Justices Clarence Thomas and Samuel Alito, however, wrote concurrences affirming their belief that states have the right to draw districts in this way. There is good reason to believe that the other conservative justices would come along should they have to decide the issue.
The newly revealed census documents may now give them the opportunity to do just that.
All of that means that the Supreme Court will likely go along with Ross’ true purpose in including the citizenship question on the census: to allow states to draw districts with equal numbers of voter-eligible persons rather than total persons. The smoking-gun evidence showing that government officials lied in offering the Voting Rights Act excuse for including the question likely will be seen by these justices as irrelevant if the real reason is a permissible one.
This is not how the census case should be decided. The government should have to offer its real reasons for taking government actions and defend its actions on those terms.
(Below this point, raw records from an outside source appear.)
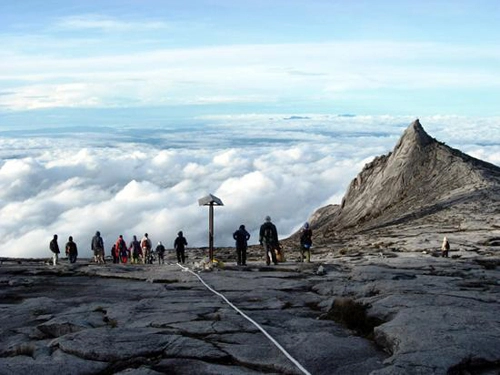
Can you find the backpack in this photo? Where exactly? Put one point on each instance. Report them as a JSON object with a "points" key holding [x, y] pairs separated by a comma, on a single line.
{"points": [[268, 234]]}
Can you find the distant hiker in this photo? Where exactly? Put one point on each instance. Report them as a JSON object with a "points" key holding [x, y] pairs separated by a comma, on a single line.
{"points": [[114, 254], [121, 249], [97, 247], [241, 236], [71, 250], [305, 243], [160, 250], [146, 248], [445, 247], [54, 247], [268, 237], [135, 250], [179, 245]]}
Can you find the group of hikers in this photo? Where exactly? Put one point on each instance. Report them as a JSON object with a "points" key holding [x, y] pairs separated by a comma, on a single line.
{"points": [[141, 252]]}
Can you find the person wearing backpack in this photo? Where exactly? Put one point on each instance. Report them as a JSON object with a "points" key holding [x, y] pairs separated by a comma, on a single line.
{"points": [[180, 244], [445, 247], [121, 249], [160, 250], [146, 249], [71, 250], [135, 249], [305, 243], [241, 236], [54, 247], [97, 247], [268, 238]]}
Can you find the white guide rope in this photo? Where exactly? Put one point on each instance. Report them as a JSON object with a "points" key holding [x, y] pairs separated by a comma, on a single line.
{"points": [[294, 361]]}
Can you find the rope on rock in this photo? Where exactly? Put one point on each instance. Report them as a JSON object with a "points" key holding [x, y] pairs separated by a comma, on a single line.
{"points": [[276, 343]]}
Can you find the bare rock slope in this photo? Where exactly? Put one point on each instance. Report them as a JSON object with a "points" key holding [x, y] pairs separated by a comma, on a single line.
{"points": [[421, 182]]}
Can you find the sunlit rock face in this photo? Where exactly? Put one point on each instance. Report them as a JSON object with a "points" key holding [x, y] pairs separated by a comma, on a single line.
{"points": [[420, 180]]}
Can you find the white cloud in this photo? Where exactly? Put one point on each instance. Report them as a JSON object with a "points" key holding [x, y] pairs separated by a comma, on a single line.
{"points": [[106, 23], [261, 166]]}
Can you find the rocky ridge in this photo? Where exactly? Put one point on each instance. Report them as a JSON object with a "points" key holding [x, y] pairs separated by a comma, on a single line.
{"points": [[375, 300], [422, 183]]}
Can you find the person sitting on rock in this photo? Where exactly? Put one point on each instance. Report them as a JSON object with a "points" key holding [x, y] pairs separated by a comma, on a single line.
{"points": [[305, 243], [445, 247]]}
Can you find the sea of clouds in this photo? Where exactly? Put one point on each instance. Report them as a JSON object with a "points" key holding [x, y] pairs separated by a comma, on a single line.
{"points": [[76, 180]]}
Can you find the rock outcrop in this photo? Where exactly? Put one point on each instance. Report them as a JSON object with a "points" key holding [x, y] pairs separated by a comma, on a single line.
{"points": [[420, 178]]}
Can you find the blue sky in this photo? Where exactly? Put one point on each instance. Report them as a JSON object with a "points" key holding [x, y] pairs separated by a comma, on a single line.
{"points": [[119, 115], [90, 61]]}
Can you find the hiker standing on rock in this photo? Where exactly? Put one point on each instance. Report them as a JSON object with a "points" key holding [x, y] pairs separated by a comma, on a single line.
{"points": [[71, 250], [445, 247], [268, 237], [241, 236], [179, 245], [97, 247], [305, 243], [146, 249], [121, 250], [160, 250], [54, 247], [135, 249]]}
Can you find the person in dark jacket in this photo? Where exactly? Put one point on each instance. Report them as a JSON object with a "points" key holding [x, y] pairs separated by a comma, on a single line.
{"points": [[71, 250], [241, 236], [97, 247], [54, 247], [268, 237], [121, 250], [305, 243], [180, 244], [135, 250], [160, 250]]}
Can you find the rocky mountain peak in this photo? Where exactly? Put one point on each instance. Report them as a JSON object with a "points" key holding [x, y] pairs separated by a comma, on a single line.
{"points": [[420, 175]]}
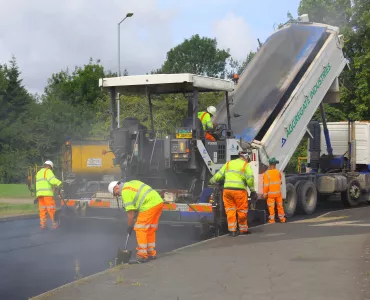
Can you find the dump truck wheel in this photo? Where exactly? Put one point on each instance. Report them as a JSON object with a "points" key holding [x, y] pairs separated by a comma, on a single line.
{"points": [[351, 197], [307, 196], [290, 202]]}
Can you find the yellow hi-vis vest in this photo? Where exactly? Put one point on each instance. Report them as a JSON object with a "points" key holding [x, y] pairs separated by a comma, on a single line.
{"points": [[205, 118], [139, 196], [45, 180], [237, 174]]}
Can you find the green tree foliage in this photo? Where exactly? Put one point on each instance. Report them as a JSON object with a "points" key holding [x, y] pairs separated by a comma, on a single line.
{"points": [[197, 55], [333, 12]]}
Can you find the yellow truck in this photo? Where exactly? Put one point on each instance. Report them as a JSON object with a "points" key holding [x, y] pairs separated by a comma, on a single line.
{"points": [[85, 169]]}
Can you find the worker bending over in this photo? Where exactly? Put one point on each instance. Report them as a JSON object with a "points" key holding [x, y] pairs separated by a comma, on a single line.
{"points": [[45, 180], [140, 198], [272, 191], [236, 78], [238, 175]]}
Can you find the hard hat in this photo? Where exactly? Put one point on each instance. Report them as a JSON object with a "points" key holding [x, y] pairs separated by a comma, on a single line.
{"points": [[212, 110], [111, 186], [49, 163], [273, 161], [244, 154]]}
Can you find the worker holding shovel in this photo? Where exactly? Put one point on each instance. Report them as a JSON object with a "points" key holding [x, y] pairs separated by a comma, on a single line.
{"points": [[140, 198]]}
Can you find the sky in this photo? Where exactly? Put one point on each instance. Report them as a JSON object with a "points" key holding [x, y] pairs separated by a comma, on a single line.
{"points": [[47, 36]]}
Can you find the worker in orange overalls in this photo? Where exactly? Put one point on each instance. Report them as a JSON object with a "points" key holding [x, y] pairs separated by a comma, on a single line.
{"points": [[238, 175], [141, 198], [205, 119], [272, 191], [45, 180]]}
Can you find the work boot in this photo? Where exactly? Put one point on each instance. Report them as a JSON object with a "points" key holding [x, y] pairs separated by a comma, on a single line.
{"points": [[138, 260], [55, 225]]}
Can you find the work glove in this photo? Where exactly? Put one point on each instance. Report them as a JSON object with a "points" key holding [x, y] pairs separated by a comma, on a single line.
{"points": [[130, 229]]}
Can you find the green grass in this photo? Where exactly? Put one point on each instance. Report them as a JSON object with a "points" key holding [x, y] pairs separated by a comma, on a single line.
{"points": [[7, 209], [14, 191]]}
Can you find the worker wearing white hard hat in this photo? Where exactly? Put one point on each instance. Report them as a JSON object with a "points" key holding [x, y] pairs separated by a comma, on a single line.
{"points": [[141, 198], [237, 175], [45, 181]]}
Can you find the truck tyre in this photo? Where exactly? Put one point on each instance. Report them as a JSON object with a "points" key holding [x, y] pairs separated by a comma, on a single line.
{"points": [[290, 202], [307, 196], [351, 197]]}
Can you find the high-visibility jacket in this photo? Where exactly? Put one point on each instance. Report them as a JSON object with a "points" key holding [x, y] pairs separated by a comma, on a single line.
{"points": [[45, 180], [237, 174], [272, 183], [139, 196], [205, 118]]}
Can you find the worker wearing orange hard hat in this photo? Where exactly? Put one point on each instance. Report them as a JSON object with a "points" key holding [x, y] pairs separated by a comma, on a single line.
{"points": [[272, 191]]}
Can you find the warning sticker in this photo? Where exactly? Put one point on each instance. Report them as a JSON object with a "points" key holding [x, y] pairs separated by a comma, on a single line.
{"points": [[94, 162]]}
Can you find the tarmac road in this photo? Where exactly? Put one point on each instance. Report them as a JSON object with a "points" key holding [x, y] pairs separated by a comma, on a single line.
{"points": [[32, 262], [321, 258]]}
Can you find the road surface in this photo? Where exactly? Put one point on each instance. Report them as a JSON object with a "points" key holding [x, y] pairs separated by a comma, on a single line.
{"points": [[32, 262], [324, 258]]}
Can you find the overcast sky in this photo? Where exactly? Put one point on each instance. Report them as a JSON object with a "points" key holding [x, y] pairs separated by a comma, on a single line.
{"points": [[49, 35]]}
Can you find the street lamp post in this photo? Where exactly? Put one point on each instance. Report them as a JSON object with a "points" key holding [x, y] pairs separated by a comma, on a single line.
{"points": [[129, 15]]}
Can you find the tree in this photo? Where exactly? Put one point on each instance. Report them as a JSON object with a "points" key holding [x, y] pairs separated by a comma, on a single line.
{"points": [[80, 87], [198, 56], [356, 82], [333, 12]]}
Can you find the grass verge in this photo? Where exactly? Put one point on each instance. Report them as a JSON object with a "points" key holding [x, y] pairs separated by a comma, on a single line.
{"points": [[7, 209], [14, 191]]}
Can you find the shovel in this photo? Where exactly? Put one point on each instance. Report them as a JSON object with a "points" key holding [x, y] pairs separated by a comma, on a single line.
{"points": [[123, 256]]}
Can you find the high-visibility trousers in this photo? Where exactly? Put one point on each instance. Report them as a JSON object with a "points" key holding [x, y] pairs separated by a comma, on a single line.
{"points": [[280, 208], [209, 137], [145, 228], [236, 202], [46, 205]]}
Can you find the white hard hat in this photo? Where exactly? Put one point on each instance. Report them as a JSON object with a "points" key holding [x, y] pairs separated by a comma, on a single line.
{"points": [[50, 163], [245, 154], [111, 186], [212, 110]]}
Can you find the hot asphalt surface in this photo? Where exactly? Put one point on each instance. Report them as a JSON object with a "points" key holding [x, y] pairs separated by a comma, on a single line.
{"points": [[32, 262]]}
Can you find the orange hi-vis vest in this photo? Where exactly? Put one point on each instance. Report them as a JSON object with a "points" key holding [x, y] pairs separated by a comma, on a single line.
{"points": [[272, 183]]}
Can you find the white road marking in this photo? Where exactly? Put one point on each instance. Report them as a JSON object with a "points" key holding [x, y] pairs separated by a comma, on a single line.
{"points": [[344, 223]]}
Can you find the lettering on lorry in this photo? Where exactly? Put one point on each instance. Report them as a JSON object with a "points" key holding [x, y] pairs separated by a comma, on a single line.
{"points": [[94, 162], [306, 103]]}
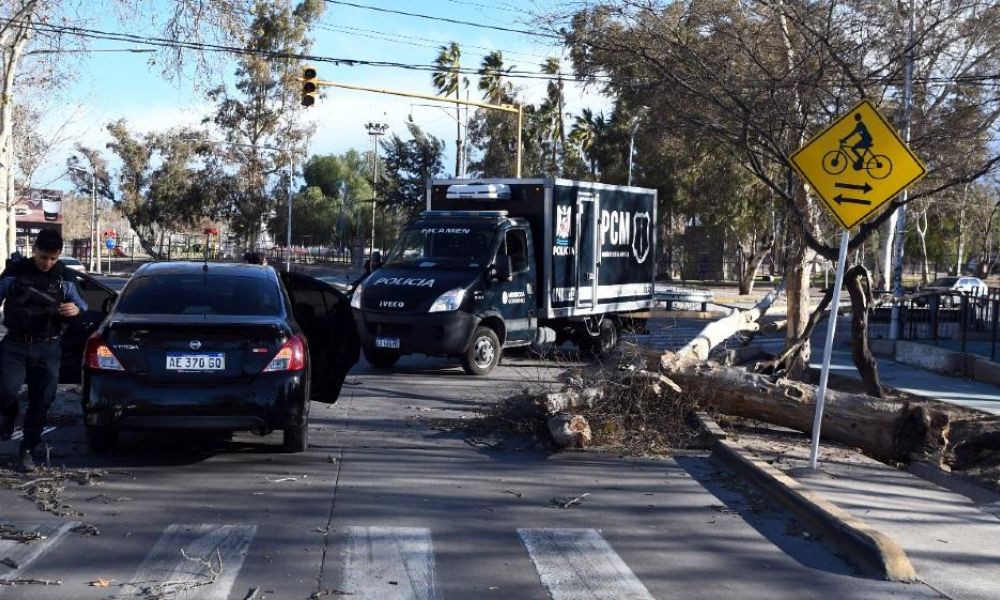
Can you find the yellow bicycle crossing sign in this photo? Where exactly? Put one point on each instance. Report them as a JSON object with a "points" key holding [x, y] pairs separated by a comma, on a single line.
{"points": [[857, 164]]}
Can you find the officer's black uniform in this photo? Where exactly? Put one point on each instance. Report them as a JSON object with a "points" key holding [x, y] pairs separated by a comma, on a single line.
{"points": [[30, 351]]}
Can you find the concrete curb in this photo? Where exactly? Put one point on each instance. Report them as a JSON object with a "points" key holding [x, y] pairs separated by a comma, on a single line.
{"points": [[861, 543]]}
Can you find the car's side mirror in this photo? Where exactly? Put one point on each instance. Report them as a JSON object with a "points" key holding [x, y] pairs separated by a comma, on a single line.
{"points": [[503, 271]]}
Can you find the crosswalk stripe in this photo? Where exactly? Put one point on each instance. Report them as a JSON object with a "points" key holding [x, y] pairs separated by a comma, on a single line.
{"points": [[22, 554], [578, 564], [389, 563], [193, 561]]}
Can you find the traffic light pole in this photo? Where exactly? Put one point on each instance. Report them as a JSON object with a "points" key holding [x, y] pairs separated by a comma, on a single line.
{"points": [[511, 108]]}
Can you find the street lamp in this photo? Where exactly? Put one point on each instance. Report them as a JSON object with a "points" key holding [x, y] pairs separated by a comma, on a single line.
{"points": [[375, 131], [636, 120], [93, 216]]}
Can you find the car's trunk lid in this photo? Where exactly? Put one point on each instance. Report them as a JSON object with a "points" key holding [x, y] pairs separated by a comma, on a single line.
{"points": [[195, 349]]}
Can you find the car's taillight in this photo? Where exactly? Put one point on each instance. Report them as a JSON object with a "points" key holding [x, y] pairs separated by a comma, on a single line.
{"points": [[99, 356], [291, 356]]}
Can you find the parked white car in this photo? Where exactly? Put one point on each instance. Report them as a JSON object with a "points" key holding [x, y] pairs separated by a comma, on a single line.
{"points": [[970, 286]]}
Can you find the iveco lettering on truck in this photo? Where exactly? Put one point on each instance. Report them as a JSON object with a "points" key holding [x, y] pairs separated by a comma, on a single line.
{"points": [[506, 263]]}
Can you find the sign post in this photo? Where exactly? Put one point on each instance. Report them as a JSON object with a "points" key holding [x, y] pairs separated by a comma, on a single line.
{"points": [[855, 165], [831, 330]]}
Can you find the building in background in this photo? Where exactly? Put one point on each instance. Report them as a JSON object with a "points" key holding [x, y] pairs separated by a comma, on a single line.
{"points": [[36, 210]]}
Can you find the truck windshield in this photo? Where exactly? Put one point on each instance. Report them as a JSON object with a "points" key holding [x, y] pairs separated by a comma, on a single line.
{"points": [[456, 245]]}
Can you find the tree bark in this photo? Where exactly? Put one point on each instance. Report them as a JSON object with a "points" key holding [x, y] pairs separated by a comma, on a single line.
{"points": [[886, 233], [14, 36], [716, 332], [921, 227], [859, 288], [889, 430], [752, 265], [797, 313]]}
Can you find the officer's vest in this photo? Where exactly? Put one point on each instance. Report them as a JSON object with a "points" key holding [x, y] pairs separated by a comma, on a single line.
{"points": [[32, 304]]}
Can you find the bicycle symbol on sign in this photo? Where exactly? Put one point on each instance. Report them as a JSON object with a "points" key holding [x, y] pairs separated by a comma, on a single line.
{"points": [[859, 155]]}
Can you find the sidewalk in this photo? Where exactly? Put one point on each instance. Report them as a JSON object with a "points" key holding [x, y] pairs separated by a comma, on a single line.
{"points": [[920, 382], [952, 543]]}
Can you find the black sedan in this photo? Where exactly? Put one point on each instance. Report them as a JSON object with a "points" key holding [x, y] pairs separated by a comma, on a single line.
{"points": [[210, 346]]}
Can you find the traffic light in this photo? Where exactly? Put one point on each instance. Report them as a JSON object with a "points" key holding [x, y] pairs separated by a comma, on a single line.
{"points": [[309, 86]]}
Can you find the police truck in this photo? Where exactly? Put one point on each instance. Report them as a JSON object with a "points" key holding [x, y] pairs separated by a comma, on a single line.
{"points": [[494, 264]]}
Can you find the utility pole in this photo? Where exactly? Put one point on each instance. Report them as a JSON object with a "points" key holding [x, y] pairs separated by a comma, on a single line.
{"points": [[288, 231], [899, 238], [375, 131]]}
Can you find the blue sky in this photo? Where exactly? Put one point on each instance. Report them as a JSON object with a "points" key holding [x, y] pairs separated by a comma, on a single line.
{"points": [[112, 85]]}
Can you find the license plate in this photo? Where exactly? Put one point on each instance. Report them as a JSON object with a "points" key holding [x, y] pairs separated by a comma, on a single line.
{"points": [[196, 362], [387, 342]]}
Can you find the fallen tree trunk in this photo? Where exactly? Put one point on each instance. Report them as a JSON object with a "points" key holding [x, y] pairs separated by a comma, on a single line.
{"points": [[859, 288], [716, 332], [889, 430], [569, 431]]}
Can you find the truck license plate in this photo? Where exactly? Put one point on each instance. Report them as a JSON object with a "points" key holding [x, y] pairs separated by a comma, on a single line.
{"points": [[387, 342], [196, 362]]}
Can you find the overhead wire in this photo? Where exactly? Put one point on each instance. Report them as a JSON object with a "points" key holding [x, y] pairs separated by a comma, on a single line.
{"points": [[210, 47], [442, 19]]}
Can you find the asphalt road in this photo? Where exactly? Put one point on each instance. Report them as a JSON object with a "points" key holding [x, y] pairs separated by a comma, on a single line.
{"points": [[386, 506]]}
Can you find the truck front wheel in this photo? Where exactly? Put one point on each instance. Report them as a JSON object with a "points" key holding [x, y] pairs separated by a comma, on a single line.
{"points": [[604, 342], [483, 353], [381, 359]]}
And even if it is otherwise constitutionally permissible to experiment with different understandings of how to draw districts with equal populations under the equal protection clause, the government should not be able to do so if the purpose is to dilute the power of political adversaries and minority voters, as demonstrated in this case by the new revelations.
Thursday’s revelations should be damning. The ACLU is already seeking sanctions<https://www.aclu.org/legal-document/census-sanctions-motion> in the trial court in the census case for government officials lying about the real reason for including the citizenship question. But instead the revelations may help to prop up a case that should embarrass government lawyers to argue.